The Canadian wildfires that have shrouded much of the nation in smoky haze are making it much harder for American kids to enjoy one of the staples of summer camp: fresh country air, according to an Associated Press Report.
As a result, many camps in the Midwest and the East have been moving activities indoors, seeking advice from medical professionals and hoping the air quality improves soon so campers can get back to hiking, playing tetherball and waging games of capture the flag.
“There’s certainly a concern, considering that we take children from the cities,” Mark Zides, chairman of the Pennsylvania Camp Association, said Thursday. “Coming up to the mountains for the summer is what summer camp is all about.”
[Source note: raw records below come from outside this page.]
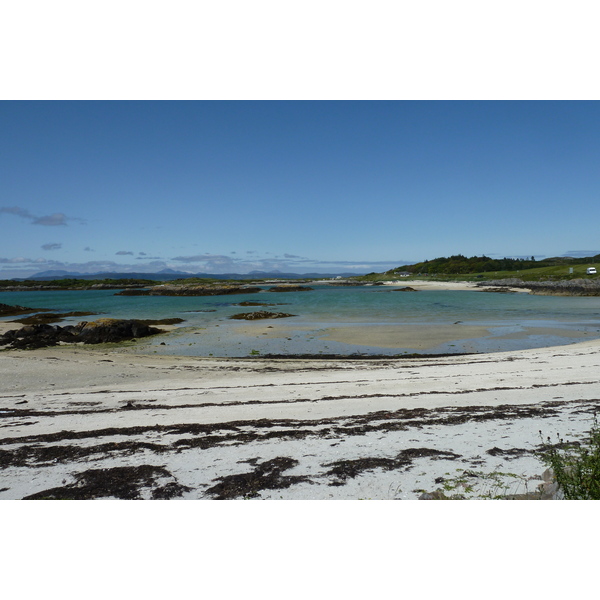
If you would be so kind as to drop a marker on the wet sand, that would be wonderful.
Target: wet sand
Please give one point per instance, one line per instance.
(90, 423)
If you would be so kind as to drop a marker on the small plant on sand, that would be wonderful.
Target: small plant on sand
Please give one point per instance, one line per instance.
(576, 465)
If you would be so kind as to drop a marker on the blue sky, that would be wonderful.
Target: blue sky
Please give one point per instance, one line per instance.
(301, 186)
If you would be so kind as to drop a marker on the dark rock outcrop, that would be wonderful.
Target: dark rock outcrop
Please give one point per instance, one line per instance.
(290, 288)
(260, 314)
(96, 332)
(45, 318)
(190, 290)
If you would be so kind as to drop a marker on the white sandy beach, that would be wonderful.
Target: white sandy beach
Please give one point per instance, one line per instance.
(196, 428)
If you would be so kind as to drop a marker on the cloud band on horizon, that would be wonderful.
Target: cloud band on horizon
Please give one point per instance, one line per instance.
(53, 220)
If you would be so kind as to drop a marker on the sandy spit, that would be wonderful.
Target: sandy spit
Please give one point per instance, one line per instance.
(77, 421)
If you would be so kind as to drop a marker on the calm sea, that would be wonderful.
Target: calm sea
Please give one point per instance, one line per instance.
(514, 321)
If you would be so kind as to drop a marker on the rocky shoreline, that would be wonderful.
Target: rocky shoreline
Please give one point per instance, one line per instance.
(102, 331)
(573, 287)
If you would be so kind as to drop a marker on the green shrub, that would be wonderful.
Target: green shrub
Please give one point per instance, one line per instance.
(576, 465)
YMCA Camp Kon-O-Kwee Spencer in western Pennsylvania closed its outdoor pool Wednesday and sent home a few campers with health problems, said Karla Schell, associate executive director of the camp about 35 miles (56 kilometers) north of Pittsburgh. The camp is hosting 244 children in its traditional program and 19 adults in a program for people with special needs.
“We were definitely smelling it yesterday in the morning and then, as the air quality index continued to rise, we adjusted our activities just as we do with any weather change that we have,” Schell said Thursday. “There are some activities that we normally would have done outside. We were pulling those activities inside.”